Whatisthisbs · 26/02/2025 22:29

Bloody hell...the comments honestly. Yes, it was bad, yes it was disrespectful, but those posters screaming LTB - really ? OP should just uproot her whole life and that of her DC ? Would you? Get a grip ffs.

Princesspollyyy · 26/02/2025 22:32

How much of your arguing and bickering do you think your kids pick up on? It's probably more than you think.

I think you 'roaring' so much your throat now hurts is actually worse than what your husband said to you.

festivemouse · 26/02/2025 22:36

I feel like I'm reading a different thread - someone saying to get something through "thick ears" vs being roared at by someone so hard they ended up with a sore throat? I feel like the roaring is 10x worse! Especially as DC will have been exposed to it.

ChitterChatter1987 · 26/02/2025 22:38

Kind of feels like this is turning into a projection back on me.....

Yes I shouted (which I'm not condoning the level i did that at) but shouting seems like a cardinal sin on mums net, and since when is someone the bad person for shouting in defence at a partner calling them a horrible name?
The comment was abusive, no two ways about it.And after the last time he called me thick he said he wouldn't do it again, so it really wound me up.
Making this all about my reaction feels unfair.
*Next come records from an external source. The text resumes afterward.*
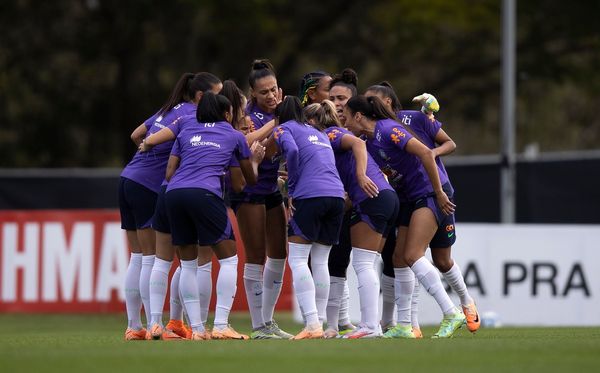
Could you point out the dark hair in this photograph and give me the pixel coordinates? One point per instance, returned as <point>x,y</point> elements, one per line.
<point>375,109</point>
<point>235,95</point>
<point>371,107</point>
<point>386,89</point>
<point>347,78</point>
<point>186,88</point>
<point>212,108</point>
<point>310,80</point>
<point>290,109</point>
<point>260,69</point>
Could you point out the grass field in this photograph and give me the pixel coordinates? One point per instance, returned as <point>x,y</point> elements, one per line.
<point>94,343</point>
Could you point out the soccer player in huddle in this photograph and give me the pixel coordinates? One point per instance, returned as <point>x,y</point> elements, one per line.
<point>429,131</point>
<point>374,210</point>
<point>317,201</point>
<point>201,154</point>
<point>410,167</point>
<point>141,196</point>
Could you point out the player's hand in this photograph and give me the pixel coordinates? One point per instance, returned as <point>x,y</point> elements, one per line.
<point>444,203</point>
<point>367,185</point>
<point>258,152</point>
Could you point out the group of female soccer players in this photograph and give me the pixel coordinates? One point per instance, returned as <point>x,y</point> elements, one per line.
<point>364,179</point>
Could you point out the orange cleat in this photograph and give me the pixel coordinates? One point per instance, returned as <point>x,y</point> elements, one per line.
<point>228,333</point>
<point>179,328</point>
<point>200,336</point>
<point>135,335</point>
<point>418,333</point>
<point>312,333</point>
<point>473,321</point>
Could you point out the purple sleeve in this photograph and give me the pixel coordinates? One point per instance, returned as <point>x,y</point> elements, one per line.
<point>335,138</point>
<point>289,148</point>
<point>176,149</point>
<point>397,136</point>
<point>242,150</point>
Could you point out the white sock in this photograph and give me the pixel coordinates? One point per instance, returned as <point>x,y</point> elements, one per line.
<point>368,286</point>
<point>226,289</point>
<point>204,280</point>
<point>457,283</point>
<point>304,285</point>
<point>414,306</point>
<point>253,284</point>
<point>175,306</point>
<point>189,293</point>
<point>147,264</point>
<point>273,280</point>
<point>388,316</point>
<point>133,299</point>
<point>336,292</point>
<point>159,282</point>
<point>319,258</point>
<point>430,279</point>
<point>344,317</point>
<point>404,283</point>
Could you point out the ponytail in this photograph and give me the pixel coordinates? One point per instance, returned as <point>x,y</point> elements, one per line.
<point>186,88</point>
<point>178,94</point>
<point>212,108</point>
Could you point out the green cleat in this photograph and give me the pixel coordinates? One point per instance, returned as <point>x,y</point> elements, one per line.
<point>273,328</point>
<point>264,333</point>
<point>400,331</point>
<point>450,324</point>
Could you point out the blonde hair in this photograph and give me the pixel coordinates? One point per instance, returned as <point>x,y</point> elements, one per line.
<point>323,115</point>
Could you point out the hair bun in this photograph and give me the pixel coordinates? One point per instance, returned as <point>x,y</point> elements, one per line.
<point>262,64</point>
<point>349,76</point>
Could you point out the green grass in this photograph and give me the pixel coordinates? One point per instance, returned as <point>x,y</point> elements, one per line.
<point>94,343</point>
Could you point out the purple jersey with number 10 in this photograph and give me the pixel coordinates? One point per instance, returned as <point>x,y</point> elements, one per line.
<point>346,166</point>
<point>310,161</point>
<point>404,170</point>
<point>268,168</point>
<point>205,151</point>
<point>148,168</point>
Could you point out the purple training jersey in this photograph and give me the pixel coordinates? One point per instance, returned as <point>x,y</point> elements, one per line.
<point>149,168</point>
<point>205,150</point>
<point>310,161</point>
<point>268,168</point>
<point>404,170</point>
<point>346,166</point>
<point>425,129</point>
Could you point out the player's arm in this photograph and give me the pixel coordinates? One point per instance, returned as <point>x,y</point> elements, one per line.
<point>445,144</point>
<point>138,134</point>
<point>425,154</point>
<point>359,150</point>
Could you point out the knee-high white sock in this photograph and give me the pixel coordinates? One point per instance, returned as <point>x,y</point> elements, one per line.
<point>414,306</point>
<point>253,284</point>
<point>204,280</point>
<point>147,264</point>
<point>388,317</point>
<point>404,283</point>
<point>175,306</point>
<point>430,279</point>
<point>344,317</point>
<point>457,283</point>
<point>304,285</point>
<point>368,286</point>
<point>319,257</point>
<point>226,289</point>
<point>336,292</point>
<point>189,293</point>
<point>273,280</point>
<point>159,282</point>
<point>133,299</point>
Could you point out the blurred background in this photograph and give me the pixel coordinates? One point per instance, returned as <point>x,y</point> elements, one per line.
<point>76,77</point>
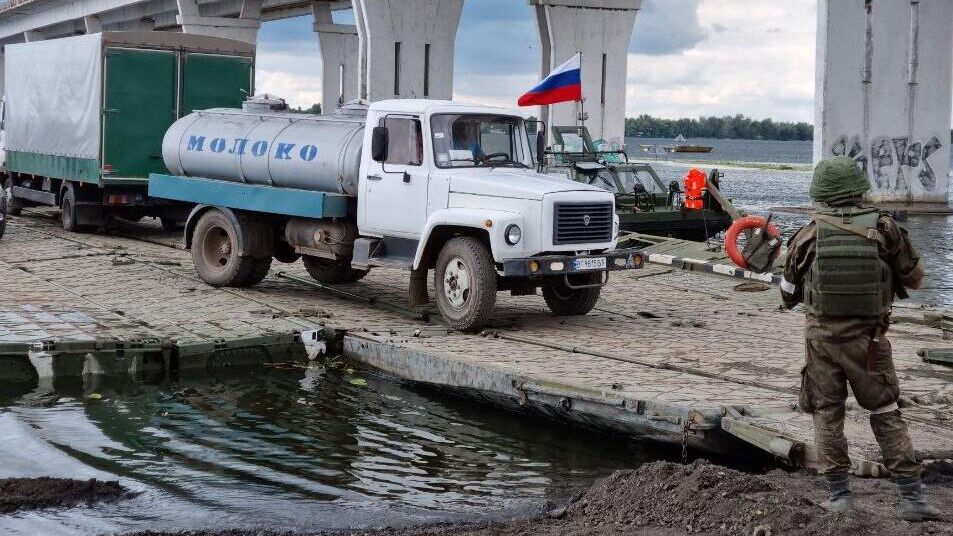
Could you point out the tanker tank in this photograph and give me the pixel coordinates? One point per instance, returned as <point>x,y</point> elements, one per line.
<point>264,145</point>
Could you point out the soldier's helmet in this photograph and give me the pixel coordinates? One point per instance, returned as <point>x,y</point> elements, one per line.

I don't know if the neighbours heard for sure, but we live in a small semi and I was standing next to the dividing wall so it's probably likely, which I know isn't ideal and I now feel I've got to explain that DH and i had an argument just incase they think I was shouting like that at one of the kids.

OP posts:
CoddledAsAMommet · 26/02/2025 22:42

You have twice described your daughter hearing you ''roar' at your husband to the point of having a sore throat is 'not great'.

'Not great'?

It's very far from great. It's terrible behaviour and you ought to apogise to both your daughter and husband.

I'm not minimising your husband's words, which were very wrong, but you are minimising the impact of your behaviour on your child.